Lucas calmly dug one of the puffs out from between Ian’s legs and bit into it. They all waited as silence fell from behind the couch.
“I think he knocked himself unconscious,” Snow murmured. He shrugged, nudged Ian and opened his mouth.
Lucas sat back and grinned at Ian and Snow. Later, all his fear and worry would return and keep him from sleeping just as it had every other damned night since Andrei had left. But for now, he’d enjoy them. And maybe see if Rowe had really knocked himself out.Chapter 19Andrei was trying not to pace, but he wasn’t having much luck. It had taken him three days to find a suitable place to meet. It was only through luck that he’d stumbled across the single-story brick elementary school that had been closed down more than two years ago in Visalia, a backwater town deep in rural Kentucky. The windows were boarded up and all the landscaping was now overgrown. The cracks in the blacktop that comprised the main driveway as well as the playground were filled with weeds and crabgrass, as if nature was slowly reclaiming the area now that the children had moved on. He’d checked out the place a day prior to the meeting to find that a few people had apparently sneaked in to vandalize. There were places where kids had spray painted and others where someone had likely ripped out copper wiring and pipes, but the police had quickly closed it all up again. The electricity was even still connected. A small oversight by the city.
An uneasy feeling had inched through Andrei on his first inspection. The school had been too similar to his own elementary and middle school in his small hometown in southeastern Kentucky. While not as bad as high school, those years in his life hadn’t been overly happy either. But he shook off the old ghosts and focused on the dire situation pressing down on his present day.
He’d driven for an hour to make sure he hadn’t been followed here. With all the checking and sneaking, he’d be lucky to get to speak to Rowe for more than five minutes. And of course, Lucas probably wouldn’t even show. It had been stupid to hope when he’d requested the first face-to-face meeting since going undercover more than two weeks ago. He’d just wanted to be further along by now.

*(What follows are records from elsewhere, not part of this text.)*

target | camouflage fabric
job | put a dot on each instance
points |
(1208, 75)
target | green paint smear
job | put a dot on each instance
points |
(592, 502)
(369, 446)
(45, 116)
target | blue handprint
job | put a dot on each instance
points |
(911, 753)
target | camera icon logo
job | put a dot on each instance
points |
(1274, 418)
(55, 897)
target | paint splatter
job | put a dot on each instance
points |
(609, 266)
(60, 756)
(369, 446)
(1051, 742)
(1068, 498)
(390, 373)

Operating in the dark wore on his nerves. Just a quick text here and there. He liked to think if there was a major development someone would contact him. For two weeks, there had been only silence. He checked the news, waiting to hear about more attacks at nightclubs, fires, car accidents and those that happened didn’t look like they could be tied to Lucas. Rowe, Snow, and Lucas would undoubtedly cover up anything, but they would tell him, right? But he’d heard nothing. Just endless, nerve-shredding silence.